Meu pai tem cabelo branco, mas às vezes fala como quem ainda guarda uma fisgada de adolescência no peito. Anda mais devagar, mas ainda arruma briga com o tempo — porque, para ele, o tempo é só um detalhe teimoso que insiste em envelhecer as pessoas erradas.
Ele é idoso, sim, o calendário garante. Mas há dias em que vejo nele o menino que talvez nunca tenha crescido por inteiro — aquele que ri sozinho vendo vídeo bobo, que fica admirado com qualquer passarinho pousado na grade da janela ou com o tamanho do leixe na pescaria, que fica bravo como se o mundo tivesse lhe roubado o último pedaço de chocolate.
Outras vezes, ele é só homem. Um homem inteiro, cheio de silêncios que carregam o peso de quem já viu demais.

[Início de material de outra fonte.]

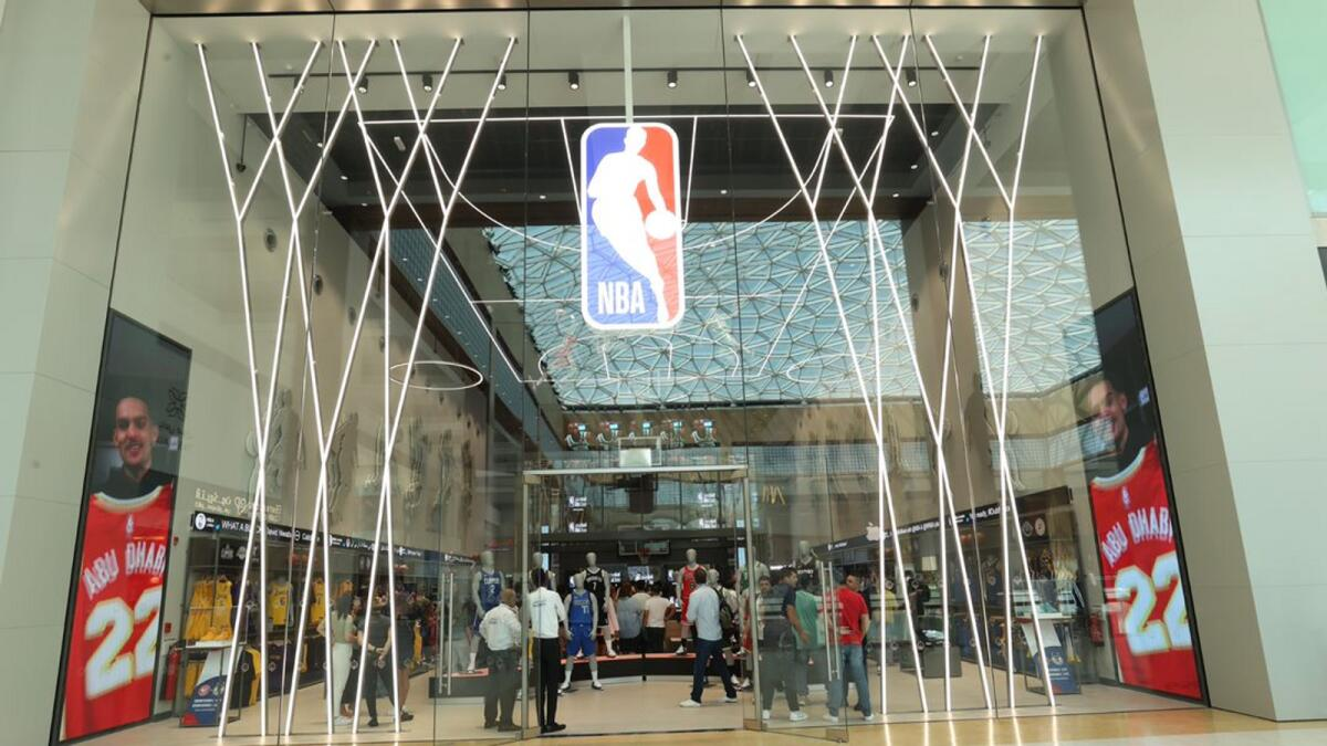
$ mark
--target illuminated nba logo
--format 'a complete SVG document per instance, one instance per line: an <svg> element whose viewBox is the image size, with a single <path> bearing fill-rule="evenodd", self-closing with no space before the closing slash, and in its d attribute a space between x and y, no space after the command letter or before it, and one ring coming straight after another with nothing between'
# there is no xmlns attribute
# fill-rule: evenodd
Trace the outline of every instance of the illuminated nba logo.
<svg viewBox="0 0 1327 746"><path fill-rule="evenodd" d="M667 329L682 319L677 133L594 125L581 135L581 313L594 329Z"/></svg>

Um homem que não se declara com palavras, mas oferece a última xícara de café, ou pergunta se já comi, como quem diz “eu te amo” com atenção e cuidado.
E quando ele me conta histórias da juventude, do tempo em que andava de bicicleta ou tomava banho de rio, seus olhos brilham com um entusiasmo que não se dobra à velhice. Ele se torna adolescente ali mesmo na sala, com os pés dentro da memória e o riso solto como se o mundo ainda fosse uma descoberta nova.
Vê-lo assim — idoso, homem, adolescente, criança — é como assistir a um filme sem começo ou fim. Um filme feito de cenas que se sobrepõem, onde a cronologia perde para a alma.
Meu pai não é só o que o tempo fez dele. É também tudo o que resistiu ao tempo. E isso, nem os anos conseguem apagar.